A banda californiana Creedence Clearwater Revival, é uma das minhas favoritas e uma das que mais me intrigam. Surgiram no final dos anos 60, pouco antes do festival Woodstock e duraram até pouco menos da metade da década seguinte. Suas músicas são incríveis e os caras conseguiram a proeza de simplesmente não gravar músicas ruins: todos os discos são audíveis da primeira à última faixa sem pulos. Um feito incrível que só poucos conseguem. Nem mesmo o Led Zeppelin ou o Pink Floyd foram capazes disso.
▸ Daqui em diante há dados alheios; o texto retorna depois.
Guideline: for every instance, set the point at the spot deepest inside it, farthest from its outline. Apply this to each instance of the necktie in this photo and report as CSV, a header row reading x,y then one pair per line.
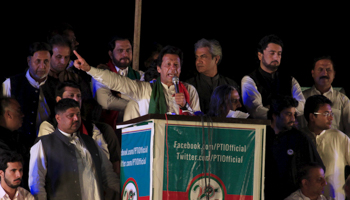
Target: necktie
x,y
82,151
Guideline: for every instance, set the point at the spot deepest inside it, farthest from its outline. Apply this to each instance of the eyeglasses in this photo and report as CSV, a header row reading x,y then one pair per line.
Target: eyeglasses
x,y
326,114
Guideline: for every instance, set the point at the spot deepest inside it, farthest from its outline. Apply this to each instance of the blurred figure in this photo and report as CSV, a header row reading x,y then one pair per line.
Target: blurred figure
x,y
347,188
323,73
287,149
11,172
208,56
225,100
332,144
312,182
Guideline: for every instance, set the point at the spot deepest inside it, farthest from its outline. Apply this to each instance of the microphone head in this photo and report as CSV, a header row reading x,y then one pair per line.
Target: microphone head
x,y
175,80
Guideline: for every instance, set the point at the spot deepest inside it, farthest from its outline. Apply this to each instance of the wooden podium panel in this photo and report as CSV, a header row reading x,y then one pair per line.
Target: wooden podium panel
x,y
192,157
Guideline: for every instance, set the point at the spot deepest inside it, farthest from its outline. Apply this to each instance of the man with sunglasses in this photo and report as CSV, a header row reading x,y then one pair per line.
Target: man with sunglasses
x,y
332,145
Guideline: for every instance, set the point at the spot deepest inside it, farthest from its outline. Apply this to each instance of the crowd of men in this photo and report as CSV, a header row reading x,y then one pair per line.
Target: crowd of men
x,y
60,117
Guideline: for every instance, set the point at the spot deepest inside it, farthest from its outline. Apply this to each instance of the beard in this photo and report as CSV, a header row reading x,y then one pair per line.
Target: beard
x,y
273,65
8,183
121,65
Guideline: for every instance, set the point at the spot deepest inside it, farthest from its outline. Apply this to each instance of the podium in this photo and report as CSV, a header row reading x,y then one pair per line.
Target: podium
x,y
192,157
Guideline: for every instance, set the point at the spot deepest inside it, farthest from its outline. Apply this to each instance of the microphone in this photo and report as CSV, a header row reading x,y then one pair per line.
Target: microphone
x,y
176,83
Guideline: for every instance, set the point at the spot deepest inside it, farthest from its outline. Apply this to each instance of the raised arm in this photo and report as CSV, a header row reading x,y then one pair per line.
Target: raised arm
x,y
80,63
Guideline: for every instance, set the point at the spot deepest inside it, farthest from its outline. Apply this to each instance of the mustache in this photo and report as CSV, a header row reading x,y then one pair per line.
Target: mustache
x,y
125,58
322,77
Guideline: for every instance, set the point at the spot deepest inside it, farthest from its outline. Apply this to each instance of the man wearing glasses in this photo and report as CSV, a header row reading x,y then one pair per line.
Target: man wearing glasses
x,y
323,73
332,145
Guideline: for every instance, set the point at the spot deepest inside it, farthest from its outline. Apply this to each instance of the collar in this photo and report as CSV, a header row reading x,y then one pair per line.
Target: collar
x,y
123,70
168,87
33,82
209,80
267,75
3,194
67,134
330,91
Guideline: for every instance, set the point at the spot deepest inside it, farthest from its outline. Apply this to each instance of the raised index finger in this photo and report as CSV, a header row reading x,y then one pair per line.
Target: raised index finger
x,y
77,55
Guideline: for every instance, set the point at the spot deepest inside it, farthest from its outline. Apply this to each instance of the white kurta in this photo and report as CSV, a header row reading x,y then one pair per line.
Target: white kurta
x,y
333,147
141,91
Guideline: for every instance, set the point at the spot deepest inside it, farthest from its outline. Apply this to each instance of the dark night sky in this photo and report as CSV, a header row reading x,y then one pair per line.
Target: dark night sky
x,y
306,32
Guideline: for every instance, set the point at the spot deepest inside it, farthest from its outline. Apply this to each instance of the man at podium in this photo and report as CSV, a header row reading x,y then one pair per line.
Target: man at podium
x,y
166,95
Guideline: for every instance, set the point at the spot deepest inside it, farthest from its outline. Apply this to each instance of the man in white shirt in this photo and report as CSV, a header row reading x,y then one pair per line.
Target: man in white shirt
x,y
312,182
332,145
323,74
68,165
120,60
161,96
11,172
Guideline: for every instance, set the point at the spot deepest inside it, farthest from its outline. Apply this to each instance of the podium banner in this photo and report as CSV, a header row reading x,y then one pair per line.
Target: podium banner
x,y
179,159
216,162
136,162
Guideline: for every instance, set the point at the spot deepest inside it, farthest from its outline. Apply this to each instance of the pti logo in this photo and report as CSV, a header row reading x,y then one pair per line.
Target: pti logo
x,y
204,187
130,190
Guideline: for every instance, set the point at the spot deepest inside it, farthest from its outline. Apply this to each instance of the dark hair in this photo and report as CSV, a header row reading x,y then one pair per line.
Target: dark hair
x,y
9,156
219,100
304,171
169,50
59,40
313,104
59,29
39,46
151,73
60,88
64,104
265,41
111,43
280,103
324,57
5,102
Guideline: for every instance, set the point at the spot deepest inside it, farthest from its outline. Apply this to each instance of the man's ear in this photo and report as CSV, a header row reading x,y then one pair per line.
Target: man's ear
x,y
58,118
311,117
58,98
7,114
217,58
28,59
260,55
304,183
110,53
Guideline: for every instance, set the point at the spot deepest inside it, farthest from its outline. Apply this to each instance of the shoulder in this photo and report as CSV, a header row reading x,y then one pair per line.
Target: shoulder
x,y
25,193
307,93
334,133
294,196
191,80
189,87
341,96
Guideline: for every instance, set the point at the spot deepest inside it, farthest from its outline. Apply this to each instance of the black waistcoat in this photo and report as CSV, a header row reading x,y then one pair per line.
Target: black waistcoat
x,y
62,178
28,97
269,87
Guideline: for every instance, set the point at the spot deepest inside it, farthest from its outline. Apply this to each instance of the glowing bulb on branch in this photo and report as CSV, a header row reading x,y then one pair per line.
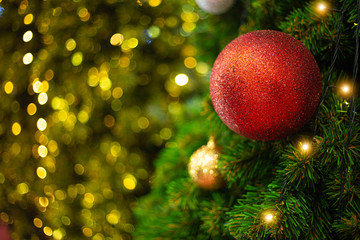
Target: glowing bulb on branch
x,y
268,216
322,7
305,147
345,89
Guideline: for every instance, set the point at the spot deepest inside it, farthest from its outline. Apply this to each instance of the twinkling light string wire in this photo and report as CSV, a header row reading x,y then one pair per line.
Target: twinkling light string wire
x,y
351,110
333,60
326,86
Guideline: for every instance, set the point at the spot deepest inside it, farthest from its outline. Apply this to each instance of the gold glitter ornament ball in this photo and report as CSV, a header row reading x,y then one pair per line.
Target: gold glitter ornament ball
x,y
203,167
215,6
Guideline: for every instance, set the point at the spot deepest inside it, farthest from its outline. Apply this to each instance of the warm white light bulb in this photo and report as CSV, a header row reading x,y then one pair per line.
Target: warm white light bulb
x,y
321,7
345,89
269,217
305,147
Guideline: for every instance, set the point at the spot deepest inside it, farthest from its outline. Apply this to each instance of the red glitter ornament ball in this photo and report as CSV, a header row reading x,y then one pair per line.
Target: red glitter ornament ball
x,y
265,85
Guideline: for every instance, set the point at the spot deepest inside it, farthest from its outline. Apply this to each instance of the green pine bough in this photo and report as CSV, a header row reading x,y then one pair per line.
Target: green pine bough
x,y
274,190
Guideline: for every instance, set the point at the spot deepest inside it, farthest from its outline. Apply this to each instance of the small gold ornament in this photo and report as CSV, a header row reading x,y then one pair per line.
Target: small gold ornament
x,y
203,167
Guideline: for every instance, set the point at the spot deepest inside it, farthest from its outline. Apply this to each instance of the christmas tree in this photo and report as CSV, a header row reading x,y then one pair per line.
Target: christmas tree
x,y
287,174
88,97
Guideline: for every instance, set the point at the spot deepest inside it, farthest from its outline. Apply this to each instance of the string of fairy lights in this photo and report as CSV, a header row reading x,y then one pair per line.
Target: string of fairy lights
x,y
52,119
344,89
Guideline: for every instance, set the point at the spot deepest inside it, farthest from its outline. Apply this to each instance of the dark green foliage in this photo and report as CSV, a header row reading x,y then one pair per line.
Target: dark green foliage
x,y
349,225
312,194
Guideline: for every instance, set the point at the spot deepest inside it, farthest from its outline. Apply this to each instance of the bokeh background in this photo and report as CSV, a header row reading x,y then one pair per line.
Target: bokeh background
x,y
89,94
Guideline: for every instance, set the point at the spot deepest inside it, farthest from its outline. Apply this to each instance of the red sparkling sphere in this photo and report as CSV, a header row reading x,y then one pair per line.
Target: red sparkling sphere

Temos aqui uma banda sem virtuoses. Ninguém faz qualquer firula e o mais extraordinário é mesmo a voz do John Fogerty, que sim, é fora do comum. O cara realmente transmite muita personalidade, tinha um drive muito característico e chegava a notas bem altas. Mas é só. Nem mesmo ele é um guitarrista incrível, nem parece fazer questão de parecer ser. O mesmo vale para seus (ex) companheiros Tom Fogerty (guitarra), Stu Cook (baixo) e Doug Clifford (bateria). Uma vez eu e minha banda resolvemos montar um show-tributo ao CCR e nos debruçamos sobre as músicas. A frase constante era: “mas esta música não tem nada!”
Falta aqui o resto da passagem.